Ernestine Eckstein Residence
Born in South Bend, Indiana, Ernestine Eckstein (1941-1992) first became involved in activism as a student at Indiana University, where she worked with the NAACP during the Black civil rights movement. Eckstein joined the more progressive Congress of Racial Equality (CORE) after moving to New York City in May 1963. Even though she had been attracted to several female teachers and friends in her youth, she did not fully understand the concept of homosexuality until being introduced to the city’s gay community:
“I’d never known anyone who was homosexual …. Never heard the word mentioned …. This was a kind of blank that had never been filled in by anything — reading, experience, anything — until after I came to New York.”
She soon came across ads in the Village Voice for Mattachine Society of New York lectures, where she learned about the New York chapter of the Daughters of Bilitis (DOB). Seeking to become politically active in the LGBT rights movement, she joined both “homophile” organizations. City directories list Eckstein as living at 437 East 12th Street in the East Village from 1964 to 1970, though historian Marcia Gallo notes that she left for the San Francisco Bay Area in 1968. Eckstein is listed under her real name, Ernestine D. Eppenger, in the directories (some gay rights activists used pseudonyms to protect their identities).
Eckstein’s time in New York was her most influential as an LGBT rights activist. In the mid-1960s, she was vice president of DOB’s New York chapter and participated in two 1965 pickets to bring attention to discrimination against homosexuals: the first July 4th “Annual Reminder Day” in Philadelphia and an October 23rd picket in front of the White House. Photos indicate that she was the only participant of color and one of a handful of women. DOB activists Barbara Gittings and Kay Tobin (real name Kay Lahusen) conducted her only known interview, published in the June 1966 issue of The Ladder (1957-1972), DOB’s national magazine, in which Eckstein became the first lesbian of color to be featured on the cover (in 1964, a year after Gittings became editor of The Ladder, photos of real lesbians replaced line drawings on the cover). In the interview, Eckstein speaks of the importance of LGBT people getting more involved in courtroom action in order to change laws and gain public exposure for gay rights, as was already happening in the Black civil rights movement.
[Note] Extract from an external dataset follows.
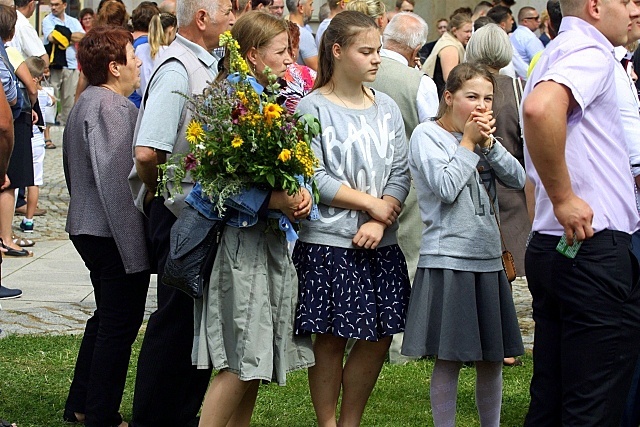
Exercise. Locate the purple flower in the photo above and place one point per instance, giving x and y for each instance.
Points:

Eckstein’s wish to bring more progressive changes to DOB was met with challenges, such as when her plan to have gay rights leader Frank Kameny speak to the New York chapter was ultimately overruled. By June 1966, she stepped down as vice president. Eventually growing tired of the conservatism and infighting, she left for the Bay Area and became involved in Black feminist issues with Black Women Organized for Action (BWOA). Little is known about her later life. She died in San Pablo, CA, at the age of 51.
Allen Ginsberg Residence
Allen Ginsberg (1926-1997), one of the 20th century’s foremost American poets, was a founding figure of the Beat Generation, a literary movement that explored United States politics and society in the post-World War II era. He is heavily associated with the East Village, living in the neighborhood for the majority of his adult life. Ginsberg’s longest residency was in a fourth-floor apartment in this building, from 1975 to 1996. Peter Orlovsky, his life partner, continued living here until about 2009, one year before his death.
Ginsberg also kept two other apartments here: one he used for work and one he sublet to friends and students. He and Orlovsky entertained a number of artistic and literary figures over the years, including Beat writers Herbert Huncke and William S. Burroughs. Musician Arthur Russell, who briefly dated Ginsberg, also lived in the building.
During his years on East 12th Street, Ginsberg continued his writing and activism work, keeping a busy schedule despite numerous health issues. In 1979, he was inducted into the American Academy of Arts and Letters and also received the Medal of Honor (for literature) from the National Arts Club. In 1995, he was a finalist for the Pulitzer Prize for his book Cosmopolitan Greetings: Poems 1986-1992. From 1996 to 1997, the last year of his life, he lived in an apartment at 404 East 14th Street.